# Has anyone bought Bully Sticks from Canine Concepts? Also where can I buy Acana?



## LittleGemma (Apr 1, 2012)

I'm about to order some bully/pizzle sticks from Canine Concepts. I was just wondering if any of our European members have bought bully sticks from them before and if they were any good? I've read about a couple other European sites having awful quality. If you live in Europe and have bought good bully sticks online, where did you buy them? I would appreciate any recommendations.

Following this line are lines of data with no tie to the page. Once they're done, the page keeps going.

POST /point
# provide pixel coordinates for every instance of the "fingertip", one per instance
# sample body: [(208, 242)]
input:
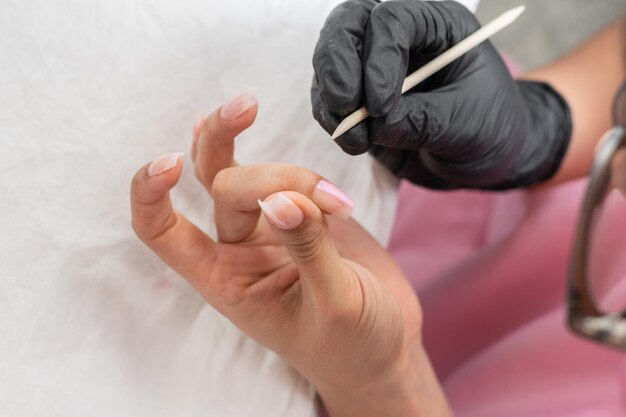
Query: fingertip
[(241, 109), (158, 177), (385, 51), (355, 141)]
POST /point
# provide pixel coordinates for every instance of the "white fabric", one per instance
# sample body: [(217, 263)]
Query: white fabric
[(91, 322)]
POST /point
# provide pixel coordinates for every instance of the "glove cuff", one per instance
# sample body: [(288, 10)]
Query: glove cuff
[(548, 138)]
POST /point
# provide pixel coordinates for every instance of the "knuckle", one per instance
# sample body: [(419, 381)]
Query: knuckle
[(305, 245), (221, 183)]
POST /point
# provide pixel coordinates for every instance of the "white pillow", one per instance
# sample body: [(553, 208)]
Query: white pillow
[(91, 322)]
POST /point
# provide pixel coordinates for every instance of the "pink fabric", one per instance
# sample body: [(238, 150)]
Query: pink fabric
[(490, 271)]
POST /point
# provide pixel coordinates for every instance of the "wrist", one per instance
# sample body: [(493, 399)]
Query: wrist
[(408, 387), (547, 137)]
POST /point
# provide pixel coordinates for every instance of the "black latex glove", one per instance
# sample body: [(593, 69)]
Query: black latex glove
[(470, 125)]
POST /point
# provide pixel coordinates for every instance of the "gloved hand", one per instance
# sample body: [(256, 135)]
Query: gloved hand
[(468, 126)]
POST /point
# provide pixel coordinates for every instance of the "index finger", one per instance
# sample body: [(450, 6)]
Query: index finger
[(337, 56), (216, 143)]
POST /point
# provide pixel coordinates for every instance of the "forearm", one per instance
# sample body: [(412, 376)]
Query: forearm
[(411, 390), (587, 79)]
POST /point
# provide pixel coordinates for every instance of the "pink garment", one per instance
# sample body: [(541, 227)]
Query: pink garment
[(490, 271)]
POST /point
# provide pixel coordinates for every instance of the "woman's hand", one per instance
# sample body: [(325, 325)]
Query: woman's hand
[(322, 294)]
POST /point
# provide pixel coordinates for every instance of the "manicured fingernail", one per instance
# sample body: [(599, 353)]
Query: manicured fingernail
[(282, 212), (335, 201), (238, 106), (197, 128), (164, 163)]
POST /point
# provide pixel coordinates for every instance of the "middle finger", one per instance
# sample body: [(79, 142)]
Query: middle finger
[(237, 191)]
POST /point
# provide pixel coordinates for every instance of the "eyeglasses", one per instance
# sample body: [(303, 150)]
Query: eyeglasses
[(585, 317)]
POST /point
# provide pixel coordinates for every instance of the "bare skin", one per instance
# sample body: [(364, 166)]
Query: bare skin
[(321, 293), (324, 295)]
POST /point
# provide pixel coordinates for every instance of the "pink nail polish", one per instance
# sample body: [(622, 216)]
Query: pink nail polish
[(164, 163), (282, 212), (333, 200), (197, 128), (238, 106)]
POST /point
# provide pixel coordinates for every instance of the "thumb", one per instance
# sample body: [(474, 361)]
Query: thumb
[(301, 226), (417, 121)]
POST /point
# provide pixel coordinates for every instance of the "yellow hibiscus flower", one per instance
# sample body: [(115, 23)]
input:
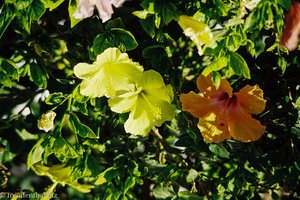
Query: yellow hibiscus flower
[(223, 114), (111, 72), (149, 104)]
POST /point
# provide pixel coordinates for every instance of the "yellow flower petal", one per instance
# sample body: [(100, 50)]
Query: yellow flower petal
[(212, 130), (242, 126), (251, 99), (123, 103), (112, 72), (197, 105), (85, 70), (149, 105), (206, 86), (199, 32), (141, 119)]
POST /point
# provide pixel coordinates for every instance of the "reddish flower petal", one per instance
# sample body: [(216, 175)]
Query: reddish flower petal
[(242, 126), (212, 129), (197, 105), (291, 31)]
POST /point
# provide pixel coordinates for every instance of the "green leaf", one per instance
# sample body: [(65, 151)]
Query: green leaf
[(80, 128), (116, 37), (52, 4), (216, 65), (239, 65), (192, 175), (8, 72), (286, 4), (168, 12), (107, 175), (142, 14), (36, 10), (63, 150), (219, 150), (163, 192), (149, 26), (282, 64), (222, 8), (185, 195), (38, 76), (55, 98), (36, 153), (72, 8), (7, 15), (129, 183), (125, 38)]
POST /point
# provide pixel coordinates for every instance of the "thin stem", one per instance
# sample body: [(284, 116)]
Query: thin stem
[(159, 138)]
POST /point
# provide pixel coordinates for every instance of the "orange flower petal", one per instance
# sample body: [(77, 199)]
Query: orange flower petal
[(242, 126), (212, 130), (206, 86), (197, 105), (251, 99)]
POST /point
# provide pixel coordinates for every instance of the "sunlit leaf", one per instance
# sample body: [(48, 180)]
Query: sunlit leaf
[(80, 128)]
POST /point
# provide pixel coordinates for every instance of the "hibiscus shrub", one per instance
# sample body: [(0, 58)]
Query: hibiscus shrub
[(149, 99)]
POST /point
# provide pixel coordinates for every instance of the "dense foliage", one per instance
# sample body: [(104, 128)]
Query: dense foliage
[(57, 139)]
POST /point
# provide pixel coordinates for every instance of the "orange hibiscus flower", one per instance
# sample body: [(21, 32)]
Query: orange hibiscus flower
[(223, 114)]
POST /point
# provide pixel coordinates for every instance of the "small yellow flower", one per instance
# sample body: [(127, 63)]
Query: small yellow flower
[(223, 114), (46, 122)]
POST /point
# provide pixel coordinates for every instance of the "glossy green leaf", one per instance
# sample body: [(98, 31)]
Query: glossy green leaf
[(38, 76), (129, 183), (239, 65), (116, 37), (219, 150), (107, 175), (282, 64), (71, 9), (149, 26), (8, 72), (163, 192), (7, 15), (125, 38), (142, 14), (55, 98), (192, 175), (80, 128), (185, 195), (286, 4), (36, 10), (63, 150), (52, 4), (216, 65)]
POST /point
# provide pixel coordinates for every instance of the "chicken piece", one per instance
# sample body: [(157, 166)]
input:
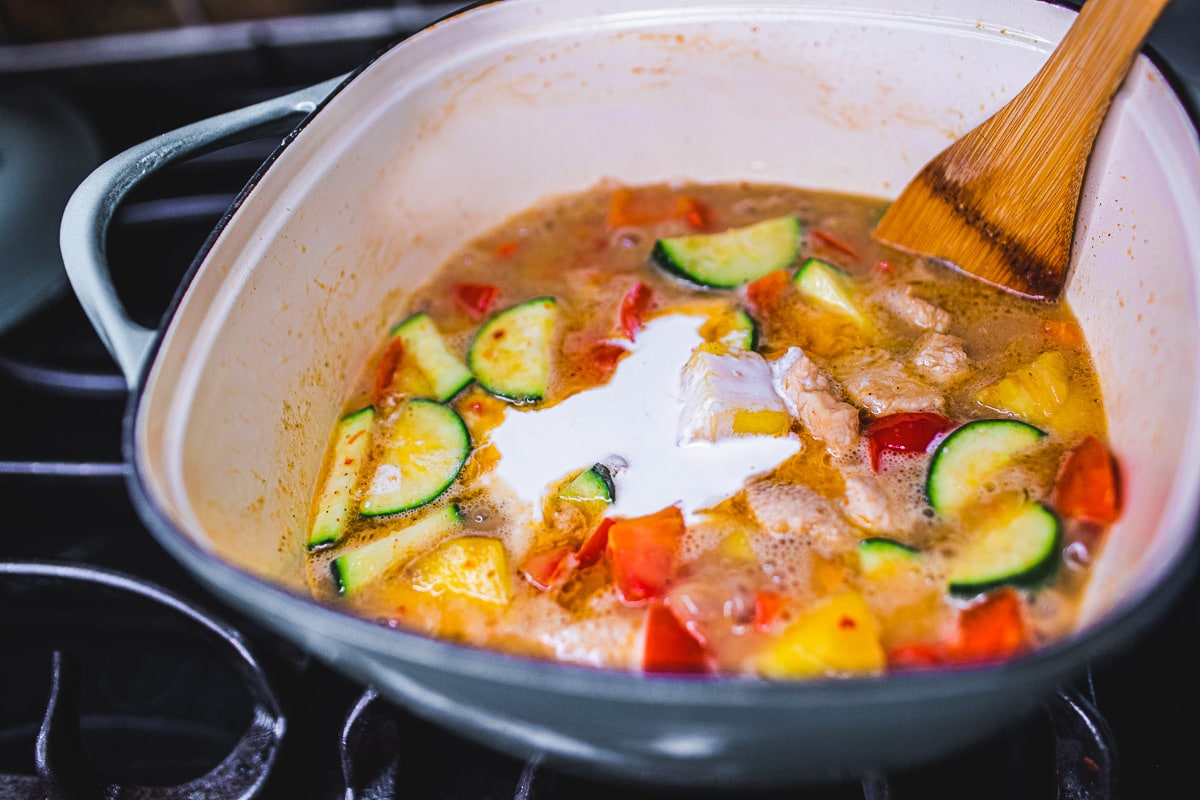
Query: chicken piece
[(811, 398), (796, 510), (606, 636), (879, 383), (904, 304), (940, 358), (867, 504), (729, 395)]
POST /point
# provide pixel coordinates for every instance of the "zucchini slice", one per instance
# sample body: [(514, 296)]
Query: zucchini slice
[(441, 374), (591, 485), (971, 456), (352, 445), (1019, 548), (511, 353), (367, 564), (731, 258), (828, 284), (880, 555), (426, 451)]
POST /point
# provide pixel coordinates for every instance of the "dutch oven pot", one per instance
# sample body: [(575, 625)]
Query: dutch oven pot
[(443, 136)]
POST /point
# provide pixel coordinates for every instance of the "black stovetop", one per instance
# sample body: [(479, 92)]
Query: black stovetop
[(145, 698)]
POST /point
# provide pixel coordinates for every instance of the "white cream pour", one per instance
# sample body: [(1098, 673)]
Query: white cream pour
[(634, 419)]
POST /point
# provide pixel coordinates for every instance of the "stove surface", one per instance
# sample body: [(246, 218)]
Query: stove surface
[(149, 681)]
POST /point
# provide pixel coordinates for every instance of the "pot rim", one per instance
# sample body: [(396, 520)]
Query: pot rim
[(1061, 660)]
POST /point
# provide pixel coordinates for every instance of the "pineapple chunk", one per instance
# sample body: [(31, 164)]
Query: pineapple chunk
[(1033, 392), (729, 395), (469, 566), (837, 637)]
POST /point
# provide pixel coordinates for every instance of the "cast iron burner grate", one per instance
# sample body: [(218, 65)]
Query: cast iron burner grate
[(389, 753), (123, 716)]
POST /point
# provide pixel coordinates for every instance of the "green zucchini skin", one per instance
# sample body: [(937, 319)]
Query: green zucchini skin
[(510, 355), (829, 284), (594, 483), (1019, 551), (364, 565), (876, 552), (970, 456), (447, 373), (425, 470), (731, 258), (747, 332), (352, 446)]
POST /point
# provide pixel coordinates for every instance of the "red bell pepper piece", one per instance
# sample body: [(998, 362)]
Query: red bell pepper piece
[(907, 432), (475, 299), (767, 608), (1086, 487), (385, 371), (593, 547), (551, 569), (642, 552), (633, 308), (833, 242), (766, 294), (990, 630), (669, 647), (631, 209)]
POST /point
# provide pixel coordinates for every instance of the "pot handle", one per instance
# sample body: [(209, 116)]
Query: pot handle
[(83, 233)]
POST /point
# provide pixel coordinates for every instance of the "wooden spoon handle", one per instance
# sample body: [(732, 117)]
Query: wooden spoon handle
[(1001, 202), (1083, 73)]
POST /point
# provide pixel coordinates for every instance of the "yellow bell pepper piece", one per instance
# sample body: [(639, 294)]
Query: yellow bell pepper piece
[(837, 637), (471, 566), (1033, 392)]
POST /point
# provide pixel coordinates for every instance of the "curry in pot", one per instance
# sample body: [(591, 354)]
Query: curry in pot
[(718, 428)]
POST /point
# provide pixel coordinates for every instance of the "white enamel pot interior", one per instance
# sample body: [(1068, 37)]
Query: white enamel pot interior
[(486, 113)]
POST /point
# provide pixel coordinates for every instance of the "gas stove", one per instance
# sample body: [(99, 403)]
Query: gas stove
[(121, 677)]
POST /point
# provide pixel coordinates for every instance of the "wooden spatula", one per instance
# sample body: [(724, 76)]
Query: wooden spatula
[(1001, 202)]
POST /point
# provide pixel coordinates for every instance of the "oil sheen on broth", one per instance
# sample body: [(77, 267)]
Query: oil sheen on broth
[(717, 428)]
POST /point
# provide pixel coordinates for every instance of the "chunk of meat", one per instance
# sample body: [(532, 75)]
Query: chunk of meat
[(904, 304), (867, 504), (606, 636), (796, 510), (940, 358), (879, 505), (811, 398), (879, 383)]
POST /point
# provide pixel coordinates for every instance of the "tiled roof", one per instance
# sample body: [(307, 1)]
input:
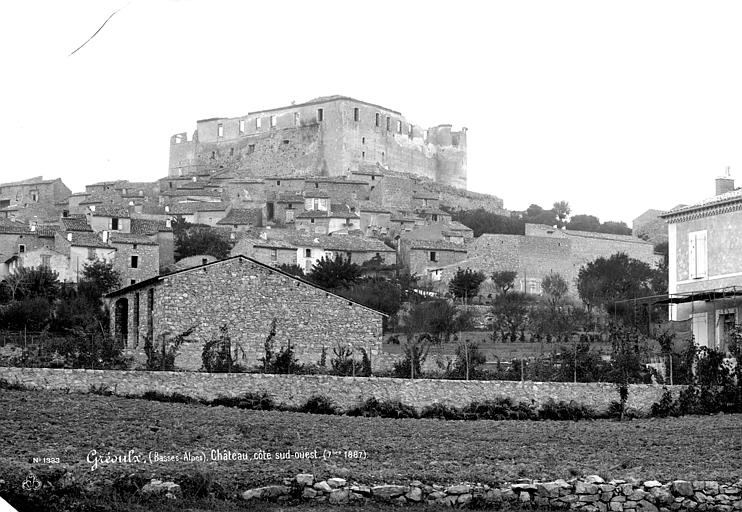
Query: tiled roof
[(131, 238), (432, 211), (436, 245), (290, 198), (148, 226), (197, 206), (313, 214), (74, 224), (314, 193), (13, 228), (106, 210), (341, 243), (82, 239), (371, 207), (240, 216), (732, 196)]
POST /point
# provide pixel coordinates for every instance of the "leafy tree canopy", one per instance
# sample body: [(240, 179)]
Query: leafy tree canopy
[(465, 283), (194, 239), (334, 274)]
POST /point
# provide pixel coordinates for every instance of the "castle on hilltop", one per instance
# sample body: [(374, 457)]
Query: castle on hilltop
[(331, 136)]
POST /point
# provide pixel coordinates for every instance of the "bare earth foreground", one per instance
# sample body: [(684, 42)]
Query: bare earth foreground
[(69, 427)]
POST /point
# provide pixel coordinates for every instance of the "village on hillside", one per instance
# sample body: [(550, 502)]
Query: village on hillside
[(340, 185)]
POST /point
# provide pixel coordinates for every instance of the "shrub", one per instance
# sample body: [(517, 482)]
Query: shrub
[(170, 398), (665, 407), (252, 401), (562, 410), (500, 409), (12, 386), (319, 404), (101, 389), (441, 412), (384, 409)]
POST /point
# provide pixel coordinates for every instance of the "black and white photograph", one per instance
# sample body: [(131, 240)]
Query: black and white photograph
[(396, 255)]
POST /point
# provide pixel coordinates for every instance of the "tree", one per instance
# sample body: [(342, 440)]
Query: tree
[(377, 293), (334, 274), (504, 280), (465, 283), (98, 278), (510, 313), (292, 268), (197, 239), (604, 281), (584, 223), (555, 288), (562, 210), (482, 221)]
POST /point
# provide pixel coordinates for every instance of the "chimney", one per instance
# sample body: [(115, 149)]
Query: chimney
[(724, 185)]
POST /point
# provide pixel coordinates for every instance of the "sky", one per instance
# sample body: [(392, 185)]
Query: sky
[(615, 107)]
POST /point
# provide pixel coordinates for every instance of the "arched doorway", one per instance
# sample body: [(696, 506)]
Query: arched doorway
[(121, 325)]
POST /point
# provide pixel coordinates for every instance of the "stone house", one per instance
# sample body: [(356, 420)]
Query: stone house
[(542, 250), (34, 190), (137, 256), (79, 247), (241, 219), (705, 264), (354, 248), (109, 218), (425, 257), (265, 250), (246, 296)]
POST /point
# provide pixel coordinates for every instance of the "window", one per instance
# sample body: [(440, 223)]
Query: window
[(697, 257)]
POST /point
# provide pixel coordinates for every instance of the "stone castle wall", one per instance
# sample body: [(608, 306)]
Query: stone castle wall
[(300, 140)]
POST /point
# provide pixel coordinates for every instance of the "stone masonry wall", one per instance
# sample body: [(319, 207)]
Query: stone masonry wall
[(246, 297), (346, 392)]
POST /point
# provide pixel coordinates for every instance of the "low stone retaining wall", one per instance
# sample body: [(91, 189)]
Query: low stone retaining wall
[(346, 392), (589, 494)]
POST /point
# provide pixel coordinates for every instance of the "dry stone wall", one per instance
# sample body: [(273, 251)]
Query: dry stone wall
[(346, 392)]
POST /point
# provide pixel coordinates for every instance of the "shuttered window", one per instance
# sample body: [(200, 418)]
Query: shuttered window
[(697, 255)]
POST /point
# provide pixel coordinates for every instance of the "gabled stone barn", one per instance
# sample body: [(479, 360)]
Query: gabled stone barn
[(245, 295)]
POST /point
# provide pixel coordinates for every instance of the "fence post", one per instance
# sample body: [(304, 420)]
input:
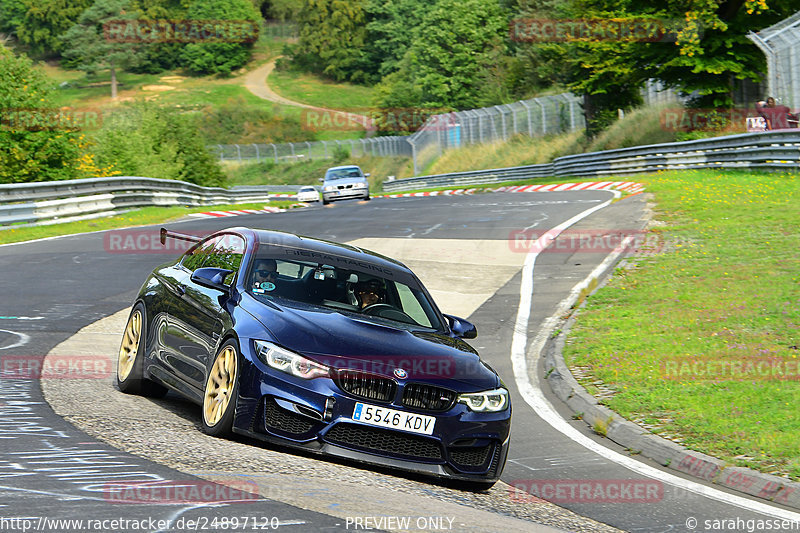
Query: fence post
[(544, 115)]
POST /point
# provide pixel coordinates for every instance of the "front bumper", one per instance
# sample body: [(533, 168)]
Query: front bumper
[(315, 415), (344, 194)]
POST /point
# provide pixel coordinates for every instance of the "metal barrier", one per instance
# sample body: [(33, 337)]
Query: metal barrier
[(58, 201), (759, 151), (61, 201)]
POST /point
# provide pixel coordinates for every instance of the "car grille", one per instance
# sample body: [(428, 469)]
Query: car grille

And I'm also looking to buy one of the grain free Acana dog foods from an online store that ships to Europe as well. If anyone knows where I can find that, I would really appreciate it. I tried Zooplus, but they don't ship to Sweden. 

Thank you!


----------



## michele (Jan 12, 2009)

I get Acana from Amazon,have no idea about the bully sticks


----------



## LittleGemma (Apr 1, 2012)

Thanks, Michele! I will check out Amazon. I went ahead and ordered the bully sticks from Canine Concepts, so I'll be sure to let everyone know how they turn out for future reference.


----------



## LittleGemma (Apr 1, 2012)

Just wanted to update that I received my bully sticks from Canine Concepts today. They are pretty decent quality. A little smelly but not too bad. Can't smell them through the plastic container they're being stored in, so that's good. Most of them are pretty thick but there are a few thin odd ones, but they were all only £.42 each. I know some places charge almost a dollar per stick. Overall, pretty pleased with them. I ordered 20. They should last a while.


----------